A pescadora de Juazeiro (BA) e membro da coordenação nacional do MPP, Alice Borges, questionou o que vai ser feito com os pescadores artesanais que tiveram o RGP cancelado. “Como que vai ser resolvida a situação dos 186mil pescadores que tiveram os RGPs suspensos? Tinha gente que já estava perto de aposentar. Esses pescadores suspensos estão querendo reivindicar o pagamento desses retroativos de 7 anos”, aponta Alice.
O pescador Manuel Bueno também questionou a situação dos RGPs das embarcações. “Faltou respostas sobre os RGPs das embarcações. Isso está tirando o nosso sono. O sistema ainda não está funcionando e o IBAMA tem feito apreensões violentas contra os pescadores”, denunciou.
Acesso ao CAF
Na terceira mesa de debate participou também o representante do Ministério do Desenvolvimento Agrário e Agricultura Familiar (MDA) José Henrique. Ele falou das dificuldades para o uso do sistema de Cadastramento da Agricultura Familiar (CAF). “Recebemos um sistema que não funcionava. Muitos dos agricultores familiares ficaram duas semanas para concluir o cadastro. Por isso prorrogamos a validade das DAPS. O sistema do CAF estava ruim”, explica.
O sistema CAF é a porta para acessar o PRONAF (Programa Nacional de Fortalecimento da Agricultura Familiar), que tem como uma das suas principais políticas, a concessão de microcréditos para agricultura familiar, que também podem ser acessados pela pesca artesanal. “O microcrédito do PRONAF agora é no valor de R$ 10.000,00. O da mulher pode ser de até R$ 12.000,00”, explica Henrique.
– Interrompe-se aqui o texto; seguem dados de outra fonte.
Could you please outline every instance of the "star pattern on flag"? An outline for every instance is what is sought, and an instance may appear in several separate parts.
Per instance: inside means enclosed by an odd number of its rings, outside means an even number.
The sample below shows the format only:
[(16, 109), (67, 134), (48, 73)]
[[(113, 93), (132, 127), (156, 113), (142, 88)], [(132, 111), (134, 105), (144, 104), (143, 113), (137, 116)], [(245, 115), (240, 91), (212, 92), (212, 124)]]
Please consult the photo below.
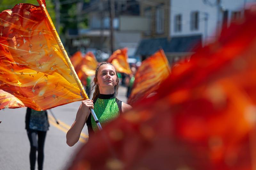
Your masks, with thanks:
[(4, 11), (0, 13), (0, 82), (6, 97), (12, 97), (0, 99), (0, 110), (11, 98), (16, 102), (8, 107), (24, 107), (24, 102), (36, 110), (82, 100), (40, 6), (20, 4)]

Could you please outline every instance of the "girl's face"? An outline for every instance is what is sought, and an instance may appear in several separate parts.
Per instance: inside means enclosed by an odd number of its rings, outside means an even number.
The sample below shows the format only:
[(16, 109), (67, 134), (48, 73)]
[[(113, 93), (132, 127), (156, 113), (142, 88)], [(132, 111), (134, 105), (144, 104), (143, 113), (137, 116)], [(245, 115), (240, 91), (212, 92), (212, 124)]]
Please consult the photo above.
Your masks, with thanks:
[(116, 84), (117, 75), (116, 70), (109, 64), (103, 65), (99, 69), (97, 75), (98, 85), (100, 88), (112, 87), (114, 88)]

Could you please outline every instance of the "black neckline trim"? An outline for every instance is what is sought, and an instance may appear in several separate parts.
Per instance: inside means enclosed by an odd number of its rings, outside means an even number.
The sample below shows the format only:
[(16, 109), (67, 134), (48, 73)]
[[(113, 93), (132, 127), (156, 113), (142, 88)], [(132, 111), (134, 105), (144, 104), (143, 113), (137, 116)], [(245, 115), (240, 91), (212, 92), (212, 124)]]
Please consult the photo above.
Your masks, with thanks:
[(111, 95), (103, 95), (102, 94), (99, 94), (98, 98), (101, 99), (110, 99), (111, 98), (114, 98), (116, 97), (115, 96), (115, 94), (113, 94)]

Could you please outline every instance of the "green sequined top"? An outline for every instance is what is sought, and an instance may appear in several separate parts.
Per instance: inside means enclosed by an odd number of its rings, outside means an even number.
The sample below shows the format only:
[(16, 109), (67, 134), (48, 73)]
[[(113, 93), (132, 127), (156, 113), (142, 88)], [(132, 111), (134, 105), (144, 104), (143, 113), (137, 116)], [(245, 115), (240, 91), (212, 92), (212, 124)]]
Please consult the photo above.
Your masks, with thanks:
[[(116, 118), (122, 112), (122, 102), (117, 99), (114, 94), (100, 94), (94, 103), (94, 110), (100, 125), (104, 126), (104, 124)], [(93, 132), (98, 130), (93, 116), (91, 116), (90, 123)]]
Ele também apresentou como proposta a possibilidade de que o CAF possa utilizar a base de dados dos cadastros do RGP, para não haver a necessidade dos pescadores fazerem dois cadastramentos. Algo que já acontece com os beneficiários do INCRA. “Queremos alcançar com o microcrédito, os pescadores artesanais. Incluímos a pesca artesanal naquela faixa de atividades com juros mais baixos de 4% ao ano para a parte de produção de alimento”, explica. Diante das propostas apresentadas, os pescadores falaram das dificuldades que ainda existem para conseguirem ter acesso aos créditos disponíveis. “Porque mesmo eu sendo uma boa pagadora, o banco exige que eu tenha um avalista para conseguir o crédito?”, questionou a pescadora Mirelly Gonçalves de Pernambuco.
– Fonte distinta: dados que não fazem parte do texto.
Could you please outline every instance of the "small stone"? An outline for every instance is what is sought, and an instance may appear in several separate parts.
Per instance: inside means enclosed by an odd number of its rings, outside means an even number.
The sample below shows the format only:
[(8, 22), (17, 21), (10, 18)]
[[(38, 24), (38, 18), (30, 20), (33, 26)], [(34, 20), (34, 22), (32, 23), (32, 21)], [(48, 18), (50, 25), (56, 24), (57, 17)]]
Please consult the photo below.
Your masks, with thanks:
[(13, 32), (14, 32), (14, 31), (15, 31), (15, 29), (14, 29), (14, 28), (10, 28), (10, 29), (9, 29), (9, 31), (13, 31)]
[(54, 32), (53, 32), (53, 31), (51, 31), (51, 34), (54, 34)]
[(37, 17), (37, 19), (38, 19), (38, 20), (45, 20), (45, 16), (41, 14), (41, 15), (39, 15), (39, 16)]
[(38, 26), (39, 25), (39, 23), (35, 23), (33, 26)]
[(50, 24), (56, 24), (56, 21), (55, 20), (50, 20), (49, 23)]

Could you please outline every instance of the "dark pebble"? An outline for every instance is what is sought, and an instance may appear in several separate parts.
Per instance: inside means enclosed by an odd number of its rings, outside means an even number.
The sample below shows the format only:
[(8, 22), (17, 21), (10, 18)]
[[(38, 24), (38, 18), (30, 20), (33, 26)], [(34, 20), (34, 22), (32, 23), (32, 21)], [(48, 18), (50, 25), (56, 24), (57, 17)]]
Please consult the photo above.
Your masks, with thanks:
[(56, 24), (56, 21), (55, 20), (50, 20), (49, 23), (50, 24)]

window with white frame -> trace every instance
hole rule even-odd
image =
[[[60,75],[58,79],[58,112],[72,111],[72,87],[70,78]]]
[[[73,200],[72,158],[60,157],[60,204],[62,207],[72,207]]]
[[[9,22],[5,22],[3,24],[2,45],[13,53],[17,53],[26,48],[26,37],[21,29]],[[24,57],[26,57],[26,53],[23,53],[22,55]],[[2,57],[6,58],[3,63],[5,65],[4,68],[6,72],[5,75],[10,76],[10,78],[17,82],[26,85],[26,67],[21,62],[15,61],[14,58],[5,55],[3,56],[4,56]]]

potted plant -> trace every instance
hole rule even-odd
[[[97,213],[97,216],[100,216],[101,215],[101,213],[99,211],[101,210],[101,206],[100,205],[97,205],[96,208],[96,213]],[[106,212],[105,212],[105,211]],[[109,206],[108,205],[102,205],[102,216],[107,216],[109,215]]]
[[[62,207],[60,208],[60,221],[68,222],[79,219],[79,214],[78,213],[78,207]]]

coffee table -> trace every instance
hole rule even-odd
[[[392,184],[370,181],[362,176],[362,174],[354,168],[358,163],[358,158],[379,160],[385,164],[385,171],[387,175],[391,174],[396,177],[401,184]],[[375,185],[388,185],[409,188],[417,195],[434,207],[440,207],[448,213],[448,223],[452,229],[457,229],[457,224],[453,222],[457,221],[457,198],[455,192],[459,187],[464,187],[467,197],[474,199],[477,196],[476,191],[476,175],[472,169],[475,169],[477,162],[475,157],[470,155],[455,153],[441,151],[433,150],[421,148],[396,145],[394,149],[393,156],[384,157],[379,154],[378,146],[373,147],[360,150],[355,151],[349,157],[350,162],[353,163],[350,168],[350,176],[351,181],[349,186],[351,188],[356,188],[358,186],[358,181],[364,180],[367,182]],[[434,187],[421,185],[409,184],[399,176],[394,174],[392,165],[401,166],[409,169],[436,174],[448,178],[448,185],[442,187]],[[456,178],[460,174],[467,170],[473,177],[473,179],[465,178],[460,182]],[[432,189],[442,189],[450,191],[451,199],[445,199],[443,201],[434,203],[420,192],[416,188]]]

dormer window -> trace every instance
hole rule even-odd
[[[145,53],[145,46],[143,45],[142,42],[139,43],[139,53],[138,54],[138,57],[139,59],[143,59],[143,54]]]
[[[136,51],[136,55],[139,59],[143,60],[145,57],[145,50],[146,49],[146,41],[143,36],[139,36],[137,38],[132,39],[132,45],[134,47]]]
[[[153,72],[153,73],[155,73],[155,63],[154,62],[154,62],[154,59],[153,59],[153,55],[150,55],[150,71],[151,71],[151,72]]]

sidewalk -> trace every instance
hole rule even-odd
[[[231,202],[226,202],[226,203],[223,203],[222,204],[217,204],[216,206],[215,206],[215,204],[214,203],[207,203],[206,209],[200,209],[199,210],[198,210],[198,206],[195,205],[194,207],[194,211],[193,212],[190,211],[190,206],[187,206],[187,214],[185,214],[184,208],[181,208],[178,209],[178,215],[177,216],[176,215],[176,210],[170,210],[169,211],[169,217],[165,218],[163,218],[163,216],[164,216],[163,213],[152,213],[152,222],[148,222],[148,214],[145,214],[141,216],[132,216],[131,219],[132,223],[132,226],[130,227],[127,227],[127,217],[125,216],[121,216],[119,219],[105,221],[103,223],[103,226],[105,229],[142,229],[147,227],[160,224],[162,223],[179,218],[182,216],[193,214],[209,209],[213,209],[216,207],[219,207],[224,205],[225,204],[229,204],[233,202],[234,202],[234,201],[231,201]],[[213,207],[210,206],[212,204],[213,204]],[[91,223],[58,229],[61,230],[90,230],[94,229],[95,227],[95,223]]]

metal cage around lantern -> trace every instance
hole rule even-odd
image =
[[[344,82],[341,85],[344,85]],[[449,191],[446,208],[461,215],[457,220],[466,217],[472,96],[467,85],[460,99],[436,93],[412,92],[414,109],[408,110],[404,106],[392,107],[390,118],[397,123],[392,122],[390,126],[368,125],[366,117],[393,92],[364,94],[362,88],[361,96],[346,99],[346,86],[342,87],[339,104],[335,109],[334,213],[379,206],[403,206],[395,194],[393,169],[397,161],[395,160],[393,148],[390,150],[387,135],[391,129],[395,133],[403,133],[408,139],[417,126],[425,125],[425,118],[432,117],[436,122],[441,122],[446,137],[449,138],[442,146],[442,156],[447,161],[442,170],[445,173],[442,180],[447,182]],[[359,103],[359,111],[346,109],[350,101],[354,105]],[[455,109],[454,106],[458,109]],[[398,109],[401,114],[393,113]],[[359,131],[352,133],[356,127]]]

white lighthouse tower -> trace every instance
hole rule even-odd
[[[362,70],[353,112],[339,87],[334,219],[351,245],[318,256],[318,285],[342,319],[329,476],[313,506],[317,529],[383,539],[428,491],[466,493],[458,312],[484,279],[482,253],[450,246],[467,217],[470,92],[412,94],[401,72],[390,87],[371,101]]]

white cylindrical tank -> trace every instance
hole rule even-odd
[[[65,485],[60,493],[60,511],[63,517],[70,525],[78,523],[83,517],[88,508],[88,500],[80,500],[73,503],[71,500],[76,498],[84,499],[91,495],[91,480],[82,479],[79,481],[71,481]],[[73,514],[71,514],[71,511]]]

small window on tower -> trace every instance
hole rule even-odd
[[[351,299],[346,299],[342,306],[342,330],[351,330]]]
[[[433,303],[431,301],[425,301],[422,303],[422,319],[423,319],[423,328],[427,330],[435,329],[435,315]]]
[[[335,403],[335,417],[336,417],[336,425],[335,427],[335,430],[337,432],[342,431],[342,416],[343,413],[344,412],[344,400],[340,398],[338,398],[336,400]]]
O último depoimento foi da representante do Conselho Ribeirinho do Xingu, Maria Francineide Pereira dos Santos. Através de um depoimento emocionado, Francineide relatou todos os impactos que os pescadores da região têm sofrido desde a instalação da Usina Hidrelétrica de Belo Monte (UHBM), em 2016. “O Xingu não corre mais água. Não sabemos porque o MPA não olha para a gente. As árvores estão morrendo. Nós pescadores vivemos os impactos que vocês nem imaginam. Quando a hidrelétrica abre a água, os peixes morrem e não conseguem mais desovar. O IBAMA sabe disso. O pescado está morrendo e ninguém olha para a gente. Porque os pescadores do Xingu não podem ser indenizados devidamente? Queremos que a Usina Belo Monte cumpra todas as condicionantes que foram estabelecidas”. A pescadora também relata o impacto de tudo isso na saúde mental dos ribeirinhos. “Os pescadores estão doentes mentalmente e a gente não tem a quem pedir”, finaliza.
A defensora nacional de Direitos Humanos (DNDH) da DPU, Carolina Castelliano, acompanhou a discussão e informou que a DPU também está em contato com o Ministério da Pesca e Aquicultura para garantir que as demandas da categoria sejam ouvidas. “Nós apontamos as dificuldades enfrentadas pelas colônias de pescadores para fazer o Registro Geral de Pescadores e oficiamos o ministério para que tenha um olhar específico para essas comunidades”, explica. A DPU acompanhará os encaminhamentos que serão dados pelos órgãos governamentais que participaram da Audiência Pública.